What is interesting is the battles he chose to ignore - there is no mention of Leuctra, Bosworth Field, Gettysburg, Marengo or, surprisingly Austerlitz, most of which I would have thought could have been considered to have been of sufficient impact to be mentioned. It is interesting to note that Fuller, given his position in the British military, was extremely critical of the Western powers in both WWI and WWII. He was particularly critical of Churchill's Dardanelles campaign and Wilson's decision to bring the US into the war in 1917 when American neutrality could have dictated peace terms over a year before the final Armistice. He was also somewhat scornful of the way that the Allied strategic goal in WWII was conducted, and considered D-Day to be a huge strategic blunder, considering the positions of the Italian and Eastern fronts in 1943 which handed much of Eastern Europe to the Soviets - or Asiatic hordes as he was so keen to call them. He may be overstating the case somewhat as his obvious disdain for anything Bolshevik or Soviet clearly shows through in his writing.

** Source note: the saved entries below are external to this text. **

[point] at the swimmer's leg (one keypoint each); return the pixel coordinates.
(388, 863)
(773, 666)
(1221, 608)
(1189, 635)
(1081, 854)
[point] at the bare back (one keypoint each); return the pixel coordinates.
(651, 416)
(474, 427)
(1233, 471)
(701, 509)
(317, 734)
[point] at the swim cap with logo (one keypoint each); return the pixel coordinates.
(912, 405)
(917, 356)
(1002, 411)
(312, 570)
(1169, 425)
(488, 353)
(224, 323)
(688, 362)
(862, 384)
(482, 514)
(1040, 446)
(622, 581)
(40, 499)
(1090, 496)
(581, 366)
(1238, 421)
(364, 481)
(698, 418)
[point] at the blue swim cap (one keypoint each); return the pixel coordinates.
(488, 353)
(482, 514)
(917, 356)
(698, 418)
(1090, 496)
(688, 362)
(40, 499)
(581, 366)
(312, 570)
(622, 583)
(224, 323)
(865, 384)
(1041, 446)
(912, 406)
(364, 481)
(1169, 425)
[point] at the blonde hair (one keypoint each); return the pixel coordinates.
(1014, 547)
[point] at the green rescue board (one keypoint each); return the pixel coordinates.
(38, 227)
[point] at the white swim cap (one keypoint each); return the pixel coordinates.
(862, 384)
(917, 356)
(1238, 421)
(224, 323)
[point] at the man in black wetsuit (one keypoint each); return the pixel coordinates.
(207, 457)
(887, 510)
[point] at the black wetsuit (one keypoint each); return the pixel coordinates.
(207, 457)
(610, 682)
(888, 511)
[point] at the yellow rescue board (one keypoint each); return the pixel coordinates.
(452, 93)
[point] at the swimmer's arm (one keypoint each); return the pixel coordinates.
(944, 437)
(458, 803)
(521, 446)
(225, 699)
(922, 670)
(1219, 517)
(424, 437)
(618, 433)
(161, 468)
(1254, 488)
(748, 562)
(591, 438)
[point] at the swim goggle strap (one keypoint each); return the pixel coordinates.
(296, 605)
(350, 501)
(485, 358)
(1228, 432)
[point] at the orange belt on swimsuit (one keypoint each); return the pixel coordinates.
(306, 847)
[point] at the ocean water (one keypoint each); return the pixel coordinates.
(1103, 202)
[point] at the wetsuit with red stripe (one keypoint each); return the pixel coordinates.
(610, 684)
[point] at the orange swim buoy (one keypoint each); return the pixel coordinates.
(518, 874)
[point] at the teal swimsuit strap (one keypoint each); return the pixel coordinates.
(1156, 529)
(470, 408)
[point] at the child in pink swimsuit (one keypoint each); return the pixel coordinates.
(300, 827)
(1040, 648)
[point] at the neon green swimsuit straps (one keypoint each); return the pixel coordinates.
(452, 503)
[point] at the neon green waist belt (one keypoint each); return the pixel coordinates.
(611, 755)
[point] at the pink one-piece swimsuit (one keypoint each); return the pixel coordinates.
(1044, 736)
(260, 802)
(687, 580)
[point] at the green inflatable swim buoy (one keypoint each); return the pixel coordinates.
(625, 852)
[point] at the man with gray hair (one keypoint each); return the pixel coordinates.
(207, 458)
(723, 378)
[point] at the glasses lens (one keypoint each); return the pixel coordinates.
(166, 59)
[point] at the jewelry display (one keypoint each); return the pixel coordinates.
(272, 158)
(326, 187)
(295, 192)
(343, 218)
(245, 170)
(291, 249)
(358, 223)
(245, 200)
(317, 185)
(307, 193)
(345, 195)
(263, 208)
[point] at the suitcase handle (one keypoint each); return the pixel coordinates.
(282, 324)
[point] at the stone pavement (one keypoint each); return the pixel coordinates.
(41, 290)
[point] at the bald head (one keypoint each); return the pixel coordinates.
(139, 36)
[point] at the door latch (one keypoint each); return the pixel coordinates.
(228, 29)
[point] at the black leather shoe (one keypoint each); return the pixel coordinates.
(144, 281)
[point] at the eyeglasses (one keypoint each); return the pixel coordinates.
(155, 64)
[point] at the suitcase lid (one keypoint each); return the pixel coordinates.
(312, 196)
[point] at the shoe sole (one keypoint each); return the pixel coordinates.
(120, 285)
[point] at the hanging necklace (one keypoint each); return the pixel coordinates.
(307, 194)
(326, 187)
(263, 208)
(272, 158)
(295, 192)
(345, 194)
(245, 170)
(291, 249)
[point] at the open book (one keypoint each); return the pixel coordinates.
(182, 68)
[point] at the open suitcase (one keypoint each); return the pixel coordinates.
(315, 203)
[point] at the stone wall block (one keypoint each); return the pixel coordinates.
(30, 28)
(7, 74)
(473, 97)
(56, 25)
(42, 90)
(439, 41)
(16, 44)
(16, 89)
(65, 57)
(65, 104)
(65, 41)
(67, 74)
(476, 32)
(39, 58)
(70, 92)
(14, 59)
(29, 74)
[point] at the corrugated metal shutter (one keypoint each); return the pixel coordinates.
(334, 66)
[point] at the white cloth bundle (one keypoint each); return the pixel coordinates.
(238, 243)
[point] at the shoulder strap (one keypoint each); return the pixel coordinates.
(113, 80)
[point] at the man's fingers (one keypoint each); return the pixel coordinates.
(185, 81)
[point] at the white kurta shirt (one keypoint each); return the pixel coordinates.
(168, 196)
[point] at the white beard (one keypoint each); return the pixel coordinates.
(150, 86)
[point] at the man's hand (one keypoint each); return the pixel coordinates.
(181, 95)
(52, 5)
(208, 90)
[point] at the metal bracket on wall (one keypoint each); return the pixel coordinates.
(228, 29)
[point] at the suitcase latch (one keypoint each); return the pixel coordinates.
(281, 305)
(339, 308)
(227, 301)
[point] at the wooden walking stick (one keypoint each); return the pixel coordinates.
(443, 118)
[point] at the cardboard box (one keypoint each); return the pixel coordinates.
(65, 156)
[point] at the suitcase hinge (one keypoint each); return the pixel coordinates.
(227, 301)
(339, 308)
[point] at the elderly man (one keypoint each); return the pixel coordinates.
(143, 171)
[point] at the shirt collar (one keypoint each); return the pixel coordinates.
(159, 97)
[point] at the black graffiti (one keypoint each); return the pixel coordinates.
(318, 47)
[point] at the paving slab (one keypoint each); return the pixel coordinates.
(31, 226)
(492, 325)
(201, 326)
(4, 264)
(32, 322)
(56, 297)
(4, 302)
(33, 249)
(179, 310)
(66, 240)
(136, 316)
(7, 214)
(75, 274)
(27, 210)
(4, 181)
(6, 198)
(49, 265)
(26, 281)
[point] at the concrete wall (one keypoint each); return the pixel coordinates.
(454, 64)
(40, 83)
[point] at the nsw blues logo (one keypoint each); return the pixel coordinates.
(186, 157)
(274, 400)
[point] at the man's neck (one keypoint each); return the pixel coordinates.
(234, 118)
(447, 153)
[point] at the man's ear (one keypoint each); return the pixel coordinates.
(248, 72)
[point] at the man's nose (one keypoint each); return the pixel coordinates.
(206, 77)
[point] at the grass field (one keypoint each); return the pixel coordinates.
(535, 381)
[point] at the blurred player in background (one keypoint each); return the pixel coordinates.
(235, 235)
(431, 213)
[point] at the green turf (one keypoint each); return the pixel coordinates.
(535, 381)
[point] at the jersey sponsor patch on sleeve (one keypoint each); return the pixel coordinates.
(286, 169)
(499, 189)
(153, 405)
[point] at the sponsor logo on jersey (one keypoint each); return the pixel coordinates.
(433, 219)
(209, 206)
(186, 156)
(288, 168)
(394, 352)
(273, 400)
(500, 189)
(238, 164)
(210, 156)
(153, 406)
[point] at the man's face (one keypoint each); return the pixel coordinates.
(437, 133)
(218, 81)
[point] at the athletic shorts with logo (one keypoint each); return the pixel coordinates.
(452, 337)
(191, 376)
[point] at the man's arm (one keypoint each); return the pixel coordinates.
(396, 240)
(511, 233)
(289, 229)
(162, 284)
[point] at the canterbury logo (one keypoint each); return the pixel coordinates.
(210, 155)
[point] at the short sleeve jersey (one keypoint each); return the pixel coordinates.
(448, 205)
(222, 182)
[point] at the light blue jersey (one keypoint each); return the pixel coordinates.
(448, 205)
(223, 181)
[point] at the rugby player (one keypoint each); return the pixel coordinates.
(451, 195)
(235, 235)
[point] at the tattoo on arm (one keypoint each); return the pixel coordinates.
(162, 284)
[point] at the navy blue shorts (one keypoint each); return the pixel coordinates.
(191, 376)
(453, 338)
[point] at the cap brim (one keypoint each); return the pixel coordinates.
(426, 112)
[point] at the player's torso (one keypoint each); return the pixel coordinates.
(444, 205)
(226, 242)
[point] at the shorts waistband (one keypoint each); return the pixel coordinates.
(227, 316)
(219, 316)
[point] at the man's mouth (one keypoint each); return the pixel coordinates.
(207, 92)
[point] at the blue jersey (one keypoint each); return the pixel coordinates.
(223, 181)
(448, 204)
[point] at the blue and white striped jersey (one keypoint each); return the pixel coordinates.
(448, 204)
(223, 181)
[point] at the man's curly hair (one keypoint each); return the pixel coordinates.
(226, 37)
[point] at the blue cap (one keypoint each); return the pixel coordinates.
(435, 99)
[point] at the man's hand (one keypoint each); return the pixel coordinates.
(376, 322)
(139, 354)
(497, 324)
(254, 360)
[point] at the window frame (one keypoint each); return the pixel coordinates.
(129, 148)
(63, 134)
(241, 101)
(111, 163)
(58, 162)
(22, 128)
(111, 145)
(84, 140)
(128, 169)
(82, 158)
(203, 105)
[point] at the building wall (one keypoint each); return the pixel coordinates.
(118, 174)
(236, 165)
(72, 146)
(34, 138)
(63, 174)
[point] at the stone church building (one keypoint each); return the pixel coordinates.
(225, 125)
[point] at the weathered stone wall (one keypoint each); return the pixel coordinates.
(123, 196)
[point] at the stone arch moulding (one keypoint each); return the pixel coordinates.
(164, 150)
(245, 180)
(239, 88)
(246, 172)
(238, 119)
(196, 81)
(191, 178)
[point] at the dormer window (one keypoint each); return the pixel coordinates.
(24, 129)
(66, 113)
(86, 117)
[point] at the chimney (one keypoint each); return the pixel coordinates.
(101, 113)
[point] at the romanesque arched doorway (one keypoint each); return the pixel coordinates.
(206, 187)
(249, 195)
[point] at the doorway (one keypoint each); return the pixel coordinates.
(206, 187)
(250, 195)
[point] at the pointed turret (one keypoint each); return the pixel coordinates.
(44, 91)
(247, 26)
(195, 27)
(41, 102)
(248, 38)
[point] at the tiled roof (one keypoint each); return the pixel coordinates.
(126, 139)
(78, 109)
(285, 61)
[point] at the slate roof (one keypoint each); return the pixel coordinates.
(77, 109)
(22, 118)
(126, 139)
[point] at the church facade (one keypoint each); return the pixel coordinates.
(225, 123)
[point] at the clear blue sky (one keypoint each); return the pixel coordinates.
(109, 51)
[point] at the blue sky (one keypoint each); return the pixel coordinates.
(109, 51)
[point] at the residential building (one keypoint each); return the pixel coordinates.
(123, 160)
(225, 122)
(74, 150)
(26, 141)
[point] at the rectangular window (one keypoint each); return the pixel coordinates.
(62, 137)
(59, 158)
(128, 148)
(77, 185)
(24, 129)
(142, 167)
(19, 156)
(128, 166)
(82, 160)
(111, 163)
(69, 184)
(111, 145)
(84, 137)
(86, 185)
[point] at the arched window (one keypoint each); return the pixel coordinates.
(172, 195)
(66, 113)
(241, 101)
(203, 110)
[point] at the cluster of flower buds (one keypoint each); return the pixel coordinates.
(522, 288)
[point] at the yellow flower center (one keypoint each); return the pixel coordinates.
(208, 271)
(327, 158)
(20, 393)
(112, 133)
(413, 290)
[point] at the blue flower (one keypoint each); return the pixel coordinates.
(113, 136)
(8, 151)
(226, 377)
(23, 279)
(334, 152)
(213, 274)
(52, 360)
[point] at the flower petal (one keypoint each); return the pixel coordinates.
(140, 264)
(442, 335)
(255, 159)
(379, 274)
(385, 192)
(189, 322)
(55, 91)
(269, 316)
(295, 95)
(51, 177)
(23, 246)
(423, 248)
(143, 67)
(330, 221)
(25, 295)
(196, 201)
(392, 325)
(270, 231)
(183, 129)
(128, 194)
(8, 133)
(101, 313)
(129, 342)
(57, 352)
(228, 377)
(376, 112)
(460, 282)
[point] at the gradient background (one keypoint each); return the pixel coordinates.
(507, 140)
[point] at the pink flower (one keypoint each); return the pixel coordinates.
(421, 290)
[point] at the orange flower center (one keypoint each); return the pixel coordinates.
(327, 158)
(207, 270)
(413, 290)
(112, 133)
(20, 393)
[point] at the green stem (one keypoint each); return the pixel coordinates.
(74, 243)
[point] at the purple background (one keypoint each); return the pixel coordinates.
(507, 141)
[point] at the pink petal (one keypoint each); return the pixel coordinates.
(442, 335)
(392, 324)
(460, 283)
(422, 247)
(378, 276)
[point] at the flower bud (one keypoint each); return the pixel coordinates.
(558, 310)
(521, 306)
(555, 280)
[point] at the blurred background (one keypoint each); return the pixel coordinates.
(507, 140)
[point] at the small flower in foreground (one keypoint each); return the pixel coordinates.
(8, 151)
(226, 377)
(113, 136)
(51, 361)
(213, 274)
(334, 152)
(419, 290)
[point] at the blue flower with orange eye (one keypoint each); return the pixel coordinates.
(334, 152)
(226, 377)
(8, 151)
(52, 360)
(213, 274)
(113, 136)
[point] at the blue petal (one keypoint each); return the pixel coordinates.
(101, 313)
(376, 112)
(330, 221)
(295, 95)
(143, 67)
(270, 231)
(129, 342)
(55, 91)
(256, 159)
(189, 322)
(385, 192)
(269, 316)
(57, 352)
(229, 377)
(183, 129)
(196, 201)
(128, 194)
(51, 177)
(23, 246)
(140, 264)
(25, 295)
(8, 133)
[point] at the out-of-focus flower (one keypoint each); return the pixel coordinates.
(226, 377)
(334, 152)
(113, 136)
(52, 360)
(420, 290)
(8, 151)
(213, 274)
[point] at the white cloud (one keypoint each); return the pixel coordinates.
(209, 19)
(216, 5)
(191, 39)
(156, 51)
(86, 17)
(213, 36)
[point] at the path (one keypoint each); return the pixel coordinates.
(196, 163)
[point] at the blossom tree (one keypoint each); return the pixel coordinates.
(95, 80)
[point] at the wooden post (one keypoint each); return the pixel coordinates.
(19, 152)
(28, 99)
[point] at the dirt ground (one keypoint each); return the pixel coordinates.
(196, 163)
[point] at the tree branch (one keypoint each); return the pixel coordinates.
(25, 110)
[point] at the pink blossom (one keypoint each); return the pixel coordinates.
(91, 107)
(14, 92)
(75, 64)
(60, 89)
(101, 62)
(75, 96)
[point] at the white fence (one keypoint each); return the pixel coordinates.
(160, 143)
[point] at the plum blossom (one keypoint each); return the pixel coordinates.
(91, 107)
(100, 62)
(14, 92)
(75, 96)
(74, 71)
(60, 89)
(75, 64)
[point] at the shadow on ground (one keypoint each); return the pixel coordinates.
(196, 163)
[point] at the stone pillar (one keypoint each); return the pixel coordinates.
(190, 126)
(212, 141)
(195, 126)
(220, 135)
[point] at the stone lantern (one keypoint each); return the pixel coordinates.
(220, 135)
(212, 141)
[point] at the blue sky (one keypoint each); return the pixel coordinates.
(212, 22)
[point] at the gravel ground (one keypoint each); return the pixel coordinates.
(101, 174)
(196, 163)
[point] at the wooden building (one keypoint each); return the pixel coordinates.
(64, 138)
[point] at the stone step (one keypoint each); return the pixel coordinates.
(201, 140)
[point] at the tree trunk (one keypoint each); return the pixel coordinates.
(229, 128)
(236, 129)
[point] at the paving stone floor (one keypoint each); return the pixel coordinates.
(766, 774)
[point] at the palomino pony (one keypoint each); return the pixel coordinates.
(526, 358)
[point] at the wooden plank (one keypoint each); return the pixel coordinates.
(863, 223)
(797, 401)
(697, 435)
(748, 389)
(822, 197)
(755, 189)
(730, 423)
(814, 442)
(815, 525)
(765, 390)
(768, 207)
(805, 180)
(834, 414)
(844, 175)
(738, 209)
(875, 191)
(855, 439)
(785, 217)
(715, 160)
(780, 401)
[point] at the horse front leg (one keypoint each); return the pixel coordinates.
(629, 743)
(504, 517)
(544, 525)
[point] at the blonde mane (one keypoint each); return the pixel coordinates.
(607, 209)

Fuller does posit one fascinating 'what if' scenario. Which is this: Assume that Wilson had kept America neutral in 1917 and the Western powers had gone to the US for a negotiated peace what would have been the consequences? The Russian Revolution may never have happened, and the Tsars remained in power and thus been no Communist state and no Stalin. The battles Caporetto and then Vittorio- Veneto would never have happened meaning that Mussolini may well have kept to his career as a journalist rather than entering politics. And, of course, there would have been no punitive peace terms on Germany which was one of the major causes of discontent and breeding grounds for Hitler's support in the inter-war years. How different a world would we live in now if Wilson had not acted the way he did.